I may not solve your problem with the following approach, but I am fairly certain that the current implementation is overwhelming to the user. It adds a lot of performance issues. It is also hard to comprehend if I want to have a look at more data in one go.
Let us start with 80:20 rule.
When I design something, I generally make sure that my solutions perfectly fits 80% of my users or 80% of their requirements. Although I do not ignore the remaining 20%, I try to provide workarounds or alternatives to meet their needs without significantly impacting the streamlined system built considering the 80%. In other words, I tend to design for probabilities and not possibilities. This pretty much answers your worst case scenario of 1000 fields at one point on UI. Definitely 1000 fields will create multiple bindings on Angular and would be a huge performance hit too.
Establish an Information Architecture or Hierarchy.

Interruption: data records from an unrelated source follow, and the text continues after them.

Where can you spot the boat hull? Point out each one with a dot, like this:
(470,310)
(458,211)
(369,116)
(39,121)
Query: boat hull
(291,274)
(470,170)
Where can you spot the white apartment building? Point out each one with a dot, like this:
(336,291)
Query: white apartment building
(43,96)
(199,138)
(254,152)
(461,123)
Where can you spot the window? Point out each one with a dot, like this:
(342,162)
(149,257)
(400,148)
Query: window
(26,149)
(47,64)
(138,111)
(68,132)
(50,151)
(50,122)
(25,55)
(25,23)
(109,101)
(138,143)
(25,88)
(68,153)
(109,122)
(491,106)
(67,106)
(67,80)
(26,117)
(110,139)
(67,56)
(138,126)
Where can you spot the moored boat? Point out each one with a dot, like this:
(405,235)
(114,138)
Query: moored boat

Naturally, it is not necessary to replicate your data structure on the UI. I would try to segregate the possible 1000 fields into categories. I would try to find common traits between them and group them accordingly. This will provide my first level of filtering. I will bring the fields to manageable set and probably show those in editable grid (say, contact information). I am not sure in your case, but generally your core data which you manipulate and edit has a lot of attributes and modifiers which help you enrich the data, but you can drill down to your absolute core. I just took an example of contact information.
A User Roles System
As you mentioned that there would be 1000 fields which you need to act upon. I have a gut feeling that not all 1000 would be editable for all the type of users, all the time. An effective user role management will help you segregate the responsibilities and design the Information Architecture better for each user role.
View Options
Also, based on the Information Architecture, you can come up with sets of views with which you want to present the same data. With this approach you can still allow editing of all the fields without the performance hit. For example in a loan processing systems, a user might be interested in working on contact addresses management, a contact EMIs and finances management, various branches and nodal offices management etc. These and many other views will have specific fields grouped together offering your users a way to maintain context and work on smaller chunks of data at a time. This should help improving the overall performance too.
Strong Search
You could augment the system by providing an advanced search using the knowledge of dependencies between various fields. This will help user to get a manageable data set to work with at any point of time.
My suggestions may not solve your specific problem, but all of them have a common trait. I am trying to classify your data to make it less overwhelming to the user, and less taxing on the system. I am sorry if I am way off mark, but if you can explain your system more in comments, I might be able to edit this answer later.